Je nach Ursache kann sich das Lungenödem nach erfolgreicher Behandlung zurückbilden. Beim kardialen Lungenödem kann eine Herz-unterstützende Therapie (z. B. Diuretika/Entwässerungsmittel) die Flüssigkeitsansammlung verringern. Bei einem nichtkardialen Lungenödem wird die Ursache, wie z. B. eine Entzündung oder ein toxischer Schaden, behandelt, um die Lungenfunktion zu verbessern.

Kompensatorische Anpassungsmechanismen

  • Erhöhte Atemarbeit: Der Körper versucht, den Sauerstoffmangel durch eine erhöhte Atemfrequenz zu kompensieren.
  • Erhöhte Herzfrequenz: Das Herz schlägt schneller, um die Sauerstoffversorgung der Gewebe zu gewährleisten.

Zusammenfassung und klinische Relevanz

Das Lungenödem ist eine schwerwiegende Erkrankung, die durch die Ansammlung von Flüssigkeit in der Lunge entsteht und den Gasaustausch behindert. Je nach Ursache kann ein Lungenödem kardial (z. B. bei Herzinsuffizienz/Herzschwäche) oder nichtkardial (z. B. durch erhöhte Kapillarpermeabilität oder verminderten kolloidosmotischen Druck) bedingt sein. Die Ansammlung von Flüssigkeit in den Alveolen führt zu einer Atemnot, Hypoxie (Sauerstoffmangel) und möglicherweise zu systemischen Komplikationen. Eine rasche Diagnose und Behandlung sind entscheidend, um irreversible Schäden zu vermeiden.

Ätiologie (Ursachen)

Verhaltensbedingte Ursachen

  • Drogenkonsum
    • Heroin (intravenös, d. h. durch die Vene)

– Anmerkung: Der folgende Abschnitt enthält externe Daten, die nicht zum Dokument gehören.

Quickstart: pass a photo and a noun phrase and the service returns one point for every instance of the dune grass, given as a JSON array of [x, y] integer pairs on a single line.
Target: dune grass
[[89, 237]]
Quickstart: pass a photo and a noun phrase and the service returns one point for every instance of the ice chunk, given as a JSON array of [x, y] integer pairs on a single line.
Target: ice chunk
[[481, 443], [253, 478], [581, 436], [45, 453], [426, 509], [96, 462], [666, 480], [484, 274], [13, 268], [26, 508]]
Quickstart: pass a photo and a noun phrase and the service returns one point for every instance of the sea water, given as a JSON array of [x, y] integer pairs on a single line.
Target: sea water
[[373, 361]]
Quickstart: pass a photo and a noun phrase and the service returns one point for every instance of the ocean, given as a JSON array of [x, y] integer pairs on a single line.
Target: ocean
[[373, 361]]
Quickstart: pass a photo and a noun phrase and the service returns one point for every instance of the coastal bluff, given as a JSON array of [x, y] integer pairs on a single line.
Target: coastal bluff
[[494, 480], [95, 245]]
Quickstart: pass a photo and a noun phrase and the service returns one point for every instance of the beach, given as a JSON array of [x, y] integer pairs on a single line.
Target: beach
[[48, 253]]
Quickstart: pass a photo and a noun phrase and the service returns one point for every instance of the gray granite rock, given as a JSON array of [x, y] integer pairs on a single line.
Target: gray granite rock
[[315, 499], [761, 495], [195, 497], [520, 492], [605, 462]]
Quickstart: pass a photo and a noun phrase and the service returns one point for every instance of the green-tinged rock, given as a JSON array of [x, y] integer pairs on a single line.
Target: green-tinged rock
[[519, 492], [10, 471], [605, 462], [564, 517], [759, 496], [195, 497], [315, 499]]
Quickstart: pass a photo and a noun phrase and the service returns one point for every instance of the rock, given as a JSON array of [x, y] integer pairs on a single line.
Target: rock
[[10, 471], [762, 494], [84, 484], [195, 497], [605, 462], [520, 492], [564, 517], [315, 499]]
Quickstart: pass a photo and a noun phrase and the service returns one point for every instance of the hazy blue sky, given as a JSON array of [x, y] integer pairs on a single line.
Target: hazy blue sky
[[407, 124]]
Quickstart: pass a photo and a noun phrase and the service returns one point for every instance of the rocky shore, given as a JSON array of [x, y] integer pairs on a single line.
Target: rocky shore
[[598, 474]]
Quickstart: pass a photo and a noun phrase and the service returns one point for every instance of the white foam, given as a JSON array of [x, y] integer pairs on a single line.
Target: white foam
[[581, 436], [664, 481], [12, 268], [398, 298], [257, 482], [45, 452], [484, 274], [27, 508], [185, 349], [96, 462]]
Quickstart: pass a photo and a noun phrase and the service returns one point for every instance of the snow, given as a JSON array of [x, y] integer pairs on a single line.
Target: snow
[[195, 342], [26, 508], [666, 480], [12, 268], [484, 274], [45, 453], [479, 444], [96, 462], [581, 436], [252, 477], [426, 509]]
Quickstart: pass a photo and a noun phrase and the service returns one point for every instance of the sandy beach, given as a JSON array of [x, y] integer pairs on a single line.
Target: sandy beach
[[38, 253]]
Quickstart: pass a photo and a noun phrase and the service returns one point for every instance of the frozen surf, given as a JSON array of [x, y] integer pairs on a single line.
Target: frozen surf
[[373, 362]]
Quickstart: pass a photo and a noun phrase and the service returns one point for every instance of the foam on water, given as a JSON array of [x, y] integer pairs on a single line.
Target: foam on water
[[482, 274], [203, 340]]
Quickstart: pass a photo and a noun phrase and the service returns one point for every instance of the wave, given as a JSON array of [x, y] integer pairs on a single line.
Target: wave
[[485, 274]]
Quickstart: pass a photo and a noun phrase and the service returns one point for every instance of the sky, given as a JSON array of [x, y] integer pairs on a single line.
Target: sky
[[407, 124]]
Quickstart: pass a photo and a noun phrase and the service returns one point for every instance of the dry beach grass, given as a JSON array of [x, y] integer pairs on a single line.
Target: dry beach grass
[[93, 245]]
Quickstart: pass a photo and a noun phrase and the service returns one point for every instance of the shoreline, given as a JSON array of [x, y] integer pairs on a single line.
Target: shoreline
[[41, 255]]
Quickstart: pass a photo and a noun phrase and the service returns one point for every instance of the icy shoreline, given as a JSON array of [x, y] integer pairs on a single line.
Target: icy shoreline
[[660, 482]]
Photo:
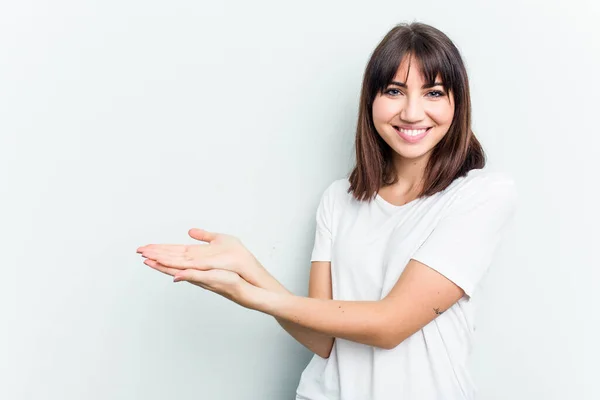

Krankheitsbedingte Ursachen

Atmungssystem (J00-J99)

  • ARDS (adult respiratory distress syndrome) ‒ lebensgefährliche akute Schädigung der Lunge; häufig mit einem Multiorganversagen (MOV) im Rahmen eines SIRS (Systemisches inflammatorisches Response-Syndrom; Krankheitsbild, das einer Sepsis ähnelt)
  • Pneumonie (Lungenentzündung)
  • Silikose ‒ zu den Pneumokoniosen zählende Lungenerkrankung, die durch das Einatmen von Quarzstaub bedingt ist
  • Sipe-Syndrom (engl. Swimming induced pulmonary edema; Schwimmen-induziertes Lungenödem): nicht kardial-bedingtes Lungenödem; Symptomatik: akutes Auftreten von akuter Dyspnoe, produktiven Husten (Husten, bei dem Schleim aus den Bronchien oder dem Rachenraum in den Mundraum hochgebracht wird) und/oder Hämoptysen (Bluthusten) während oder nach dem Schwimmen, wobei eine Wasseraspiration ausgeschlossen sein muss; Auftreten vor allem bei Schwimmern und Tauchern; im Regelfall innerhalb von 24 Stunden vorbei
    Das Krankheitsbild ist assoziiert mit weiblichem Geschlecht, Ausdauerdistanzen, Hypertonie (Bluthochdruck) sowie kleinerer Lungenkapazität und geringerem Atemfluss.
  • Strahlenpneumonitis (Synonym: Bestrahlungspneumonie) − Lungenentzündung als Folge einer Radiatio (Strahlentherapie); interstitielle Lungenerkrankung

Blut, blutbildende Organe – Immunsystem (D50-D90)

  • Disseminierte intravasale Gerinnung (DIC) ‒ erworbene Blutgerinnungsstörung durch übermäßigen Verbrauch von Gerinnungsfaktoren und Thrombozyten (Blutplättchen)

Endokrine, Ernährungs- und Stoffwechselkrankheiten (E00-E90)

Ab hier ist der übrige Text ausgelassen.